Two Nobel laureates to headline The Jakarta Post’s democracy forum

As part of a series of events to celebrate the Post’s 40th anniversary, the Democracy Dialogue seminar will feature several press and democracy leaders in the region.

Yerica Lai

Yerica Lai

The Jakarta Post


Nobel laureate Maria Ressa gestures outside the Court of Tax Appeals, which acquitted her of a tax evasion charge in Quezon City, on January 18, 2023

August 7, 2023

JAKARTA – Two Nobel laureates will headline The Jakarta Post‘s one-day seminar on Monday, which will discuss pressing issues surrounding the state of democracy in Indonesia and Southeast Asia.

As part of a series of events to celebrate the Post’s 40th anniversary, the Democracy Dialogue seminar will feature several press and democracy leaders in the region, including Maria Ressa, cofounder of news website Rappler, critical of former Philippines President Rodrigo Duterte; Timor-Leste President José Ramos-Horta; and Fuadi Pitsuwan, the president of the Surin Pitsuwan Foundation in Thailand.

Carrying the theme of “The Sustainability of Democracy in Southeast Asia”, the dialogue will focus on the worrying trends of democracy in the region, including military coups, economic development and the role of a free press in sustaining a region that is home to hundreds of millions who struggle to make their voices heard every day.

“We know that democracy in Southeast Asia is not in a good shape. With military coups, legal obstruction, dynastic politics and the spread of misinformation and hoaxes in the context of elections,” said M. Taufiqurrahman, the Post‘s chief editor.

“And Indonesia itself will have an election next year.
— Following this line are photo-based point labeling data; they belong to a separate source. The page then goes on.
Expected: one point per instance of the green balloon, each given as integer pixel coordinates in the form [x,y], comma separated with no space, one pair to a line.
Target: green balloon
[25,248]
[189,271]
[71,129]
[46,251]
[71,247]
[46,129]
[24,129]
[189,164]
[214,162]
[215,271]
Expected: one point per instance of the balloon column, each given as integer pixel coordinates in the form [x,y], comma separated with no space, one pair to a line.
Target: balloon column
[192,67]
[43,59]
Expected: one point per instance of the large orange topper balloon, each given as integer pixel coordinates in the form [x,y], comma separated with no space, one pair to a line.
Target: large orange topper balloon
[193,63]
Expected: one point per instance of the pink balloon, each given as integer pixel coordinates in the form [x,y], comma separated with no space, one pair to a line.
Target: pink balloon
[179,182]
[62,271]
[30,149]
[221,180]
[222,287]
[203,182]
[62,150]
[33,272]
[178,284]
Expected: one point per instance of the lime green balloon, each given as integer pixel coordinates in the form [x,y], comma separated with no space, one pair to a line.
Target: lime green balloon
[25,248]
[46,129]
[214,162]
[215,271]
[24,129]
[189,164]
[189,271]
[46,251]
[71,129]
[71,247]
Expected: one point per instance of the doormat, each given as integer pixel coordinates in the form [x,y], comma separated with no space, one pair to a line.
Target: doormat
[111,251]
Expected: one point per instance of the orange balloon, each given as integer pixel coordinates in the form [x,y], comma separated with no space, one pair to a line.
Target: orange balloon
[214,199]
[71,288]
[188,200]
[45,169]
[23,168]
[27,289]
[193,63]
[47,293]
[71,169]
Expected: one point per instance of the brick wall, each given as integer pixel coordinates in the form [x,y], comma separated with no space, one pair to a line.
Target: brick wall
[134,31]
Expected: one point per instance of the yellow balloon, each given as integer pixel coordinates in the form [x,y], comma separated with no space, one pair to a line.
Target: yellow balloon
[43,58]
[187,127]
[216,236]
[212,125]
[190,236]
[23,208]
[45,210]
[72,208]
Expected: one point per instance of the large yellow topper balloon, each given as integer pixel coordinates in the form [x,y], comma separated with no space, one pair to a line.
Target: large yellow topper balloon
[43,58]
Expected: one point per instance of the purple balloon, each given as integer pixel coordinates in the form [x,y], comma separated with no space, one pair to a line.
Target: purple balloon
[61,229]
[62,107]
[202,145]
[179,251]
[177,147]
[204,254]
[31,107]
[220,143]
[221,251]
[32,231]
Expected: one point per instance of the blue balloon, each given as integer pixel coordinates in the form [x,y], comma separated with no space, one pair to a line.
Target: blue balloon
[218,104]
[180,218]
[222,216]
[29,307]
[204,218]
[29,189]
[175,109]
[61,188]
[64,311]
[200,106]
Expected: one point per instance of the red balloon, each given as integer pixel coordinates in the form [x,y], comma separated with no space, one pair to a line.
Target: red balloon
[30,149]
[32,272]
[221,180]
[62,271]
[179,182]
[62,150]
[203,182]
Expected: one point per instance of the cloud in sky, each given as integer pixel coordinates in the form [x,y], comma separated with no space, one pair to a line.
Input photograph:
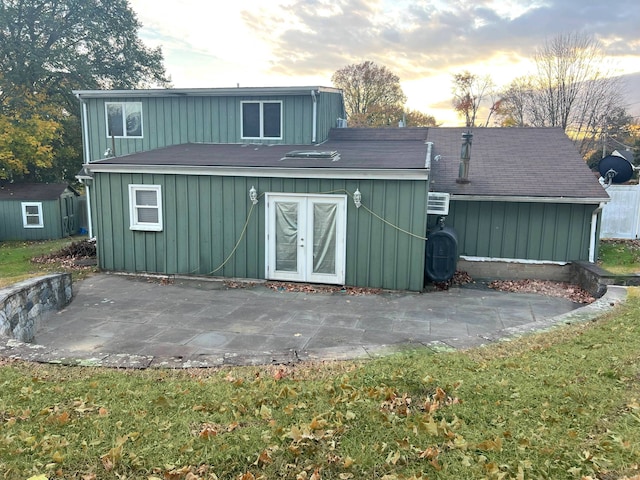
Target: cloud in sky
[302,42]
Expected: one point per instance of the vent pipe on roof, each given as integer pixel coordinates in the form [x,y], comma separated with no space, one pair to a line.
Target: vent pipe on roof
[465,155]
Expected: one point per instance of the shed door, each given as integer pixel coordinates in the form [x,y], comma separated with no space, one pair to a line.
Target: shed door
[306,238]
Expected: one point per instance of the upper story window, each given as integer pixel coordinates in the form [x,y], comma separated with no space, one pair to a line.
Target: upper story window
[262,120]
[32,215]
[124,119]
[145,207]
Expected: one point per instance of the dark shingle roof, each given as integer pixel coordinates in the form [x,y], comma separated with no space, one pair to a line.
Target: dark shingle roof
[32,191]
[523,162]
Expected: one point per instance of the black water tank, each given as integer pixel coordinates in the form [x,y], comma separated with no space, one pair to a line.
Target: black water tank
[442,254]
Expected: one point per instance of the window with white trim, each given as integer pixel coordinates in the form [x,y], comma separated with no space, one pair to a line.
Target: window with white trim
[124,119]
[145,207]
[261,120]
[32,215]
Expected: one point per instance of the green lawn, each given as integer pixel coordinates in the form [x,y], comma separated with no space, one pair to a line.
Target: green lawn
[620,256]
[558,405]
[15,259]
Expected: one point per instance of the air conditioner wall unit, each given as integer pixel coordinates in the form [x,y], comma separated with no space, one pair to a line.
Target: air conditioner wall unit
[438,203]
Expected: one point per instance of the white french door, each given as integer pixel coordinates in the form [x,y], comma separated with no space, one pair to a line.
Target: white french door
[306,237]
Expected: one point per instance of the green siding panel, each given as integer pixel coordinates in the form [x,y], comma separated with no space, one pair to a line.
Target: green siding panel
[177,120]
[533,231]
[204,216]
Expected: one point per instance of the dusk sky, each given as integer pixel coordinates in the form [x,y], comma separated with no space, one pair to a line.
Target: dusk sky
[256,43]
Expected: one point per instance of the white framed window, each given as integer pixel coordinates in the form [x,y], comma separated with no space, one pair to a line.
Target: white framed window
[32,215]
[145,207]
[124,119]
[261,120]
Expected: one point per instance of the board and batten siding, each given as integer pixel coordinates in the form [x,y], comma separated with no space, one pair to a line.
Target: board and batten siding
[12,226]
[203,218]
[173,120]
[557,232]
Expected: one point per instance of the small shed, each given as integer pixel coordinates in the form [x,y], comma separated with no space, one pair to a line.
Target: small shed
[38,211]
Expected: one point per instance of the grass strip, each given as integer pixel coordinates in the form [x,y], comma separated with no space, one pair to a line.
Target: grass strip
[559,405]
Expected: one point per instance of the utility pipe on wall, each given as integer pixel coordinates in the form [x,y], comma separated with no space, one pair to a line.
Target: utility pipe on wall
[594,232]
[314,135]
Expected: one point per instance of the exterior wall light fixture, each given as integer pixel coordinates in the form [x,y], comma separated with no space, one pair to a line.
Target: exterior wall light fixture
[357,198]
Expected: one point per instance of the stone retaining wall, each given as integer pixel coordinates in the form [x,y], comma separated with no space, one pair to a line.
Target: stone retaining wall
[588,276]
[22,305]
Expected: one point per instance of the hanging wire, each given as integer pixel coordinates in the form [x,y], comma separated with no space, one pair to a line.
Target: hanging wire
[242,233]
[246,224]
[362,205]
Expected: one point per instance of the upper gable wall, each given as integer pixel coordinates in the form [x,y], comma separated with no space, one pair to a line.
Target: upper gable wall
[171,120]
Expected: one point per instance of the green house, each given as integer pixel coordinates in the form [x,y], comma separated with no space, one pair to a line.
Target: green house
[39,211]
[266,183]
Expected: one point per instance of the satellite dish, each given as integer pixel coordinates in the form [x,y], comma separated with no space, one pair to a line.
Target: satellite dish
[615,169]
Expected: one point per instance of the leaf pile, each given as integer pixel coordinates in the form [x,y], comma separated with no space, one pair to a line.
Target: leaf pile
[306,288]
[76,255]
[459,278]
[544,287]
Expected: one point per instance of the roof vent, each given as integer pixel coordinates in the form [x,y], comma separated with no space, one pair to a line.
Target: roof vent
[438,203]
[314,154]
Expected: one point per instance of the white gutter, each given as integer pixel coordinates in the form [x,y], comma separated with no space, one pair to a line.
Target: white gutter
[314,128]
[86,157]
[89,218]
[200,92]
[85,129]
[594,231]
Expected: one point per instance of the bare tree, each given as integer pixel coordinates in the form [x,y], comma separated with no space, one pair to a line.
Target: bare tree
[372,94]
[469,91]
[574,88]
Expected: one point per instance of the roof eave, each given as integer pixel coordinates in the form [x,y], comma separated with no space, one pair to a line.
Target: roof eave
[184,92]
[529,199]
[268,172]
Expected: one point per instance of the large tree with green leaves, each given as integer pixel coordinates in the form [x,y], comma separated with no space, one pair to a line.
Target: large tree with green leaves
[50,47]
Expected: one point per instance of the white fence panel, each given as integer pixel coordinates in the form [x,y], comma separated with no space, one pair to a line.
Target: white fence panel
[621,216]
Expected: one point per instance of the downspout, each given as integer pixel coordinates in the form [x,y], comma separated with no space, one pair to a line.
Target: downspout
[85,131]
[594,232]
[427,161]
[314,128]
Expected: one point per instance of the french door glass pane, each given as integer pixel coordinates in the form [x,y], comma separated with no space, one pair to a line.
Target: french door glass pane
[324,237]
[287,236]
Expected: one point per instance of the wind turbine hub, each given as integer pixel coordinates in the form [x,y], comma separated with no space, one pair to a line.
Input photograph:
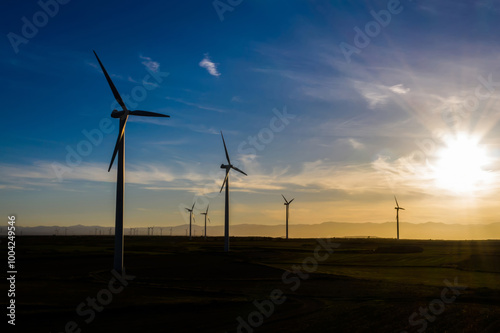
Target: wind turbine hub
[117,114]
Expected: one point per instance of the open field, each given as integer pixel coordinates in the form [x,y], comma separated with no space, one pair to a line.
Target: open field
[183,286]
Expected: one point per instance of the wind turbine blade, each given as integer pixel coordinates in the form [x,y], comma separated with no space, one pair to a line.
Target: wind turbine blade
[227,155]
[225,180]
[235,168]
[284,198]
[111,84]
[147,114]
[118,141]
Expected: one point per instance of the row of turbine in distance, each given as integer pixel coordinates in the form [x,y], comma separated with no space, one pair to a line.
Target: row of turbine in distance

So it should come naturally for us at the Post to discuss the issue, to take stock of the situation and chart a path forward.”

Alongside the global decline in democratization, military coups, rigged ballots and crackdowns on press freedom and civil liberty in several Southeast Asian nations have rung alarm bells over the prospects for democracy in the region, which appear to be on a trajectory toward autocracy.

In Thailand, people’s democratic hopes were dashed when Pita Limjaroenrat, the leader of Move Forward Party, the winner of May’s general election, failed to become the country’s prime minister after being blocked by a legal case that rendered his victory against the incumbent, military-backed Prayut Chan-o-cha, illegitimate.

Cambodia’s longtime strongman Hun Sen, meanwhile, formally announced last week that his son Hun Manet will take over as prime minister in a matter of weeks, just days after he one-sidedly claimed a landslide victory in the general election, an outcome that was virtually assured by suppression and intimidation.

In Myanmar, a military regime extended the nationwide state of emergency for a fourth time on Tuesday, a designation it has used as a pretext to suspend democratic processes, saying that it will “restore perpetual peace across the nation”. The state of emergency has effectively postponed an election the junta promised after its coup by at least another six months.

“Fuadi Pitsuwan of the Move Forward Party can definitely brief us on the latest political situation in Bangkok and share with us what went right and wrong after the election,” Taufiq said.

He also said Ressa would be the right person to talk about how the media could play a key role in protecting democratic culture and come up with ways to battle misinformation in politics.

A veteran journalist, Ressa has been prosecuted and jailed after running investigative reports and vocal criticism of Duterte. In 2021, she won the Nobel Peace Prize along with Russian journalist Dmitry Muratov.

A political activist and freedom fighter, President Ramos-Horta led the pro-independence movement in then-East Timor from Indonesia. He is a co-recipient of the 1996 Nobel Peace Prize, along with the Catholic Bishop of Dili Carlos Filipe Ximenes Belo.

Candidate for president Jose Ramos Horta gestures as he casts his ballot during the second round of presidential elections in Dili on April 19, 2022. (AFP/Valentino Dariel Sousa)

Yose Rizal Damuri, the executive director of the Jakarta-based Centre for Strategic and International Studies (CSIS), said the current trend of democratic regression, whether in the region or beyond, needed to be anticipated and responded to properly.

“The forum could serve as a platform to find the best ways to respond to the current developments within the region, seek a suitable model of democracy in the region, which will help the development of the region as a whole, be it for peace efforts, welfare issues, or other various issues,” Yose said.

“Democracy is not something that is static […] We could try to find a balance for the region while expecting a better democratic practices more broadly, including in countries that are considered autocratic states like Myanmar.”

The Post‘s anniversary events will run from Aug. 6 to 19. It will also hold “Portraits of a Nation: Indonesia’s Journey of Change and Resilience”, a photo exhibition that will feature curated photos published in the newspaper over the past 40 years, presenting them in narratives that will help visitors to understand the country’s history.

A book discussion will also be held on Aug. 8, where Jusuf Wanandi, a senior fellow and cofounder of the CSIS and author of the essay compilation Testimony of Changes, will take the audience on a thought-provoking exploration of the nation’s socio-political evolution, shedding light on societal transformations that have shaped modern Indonesia.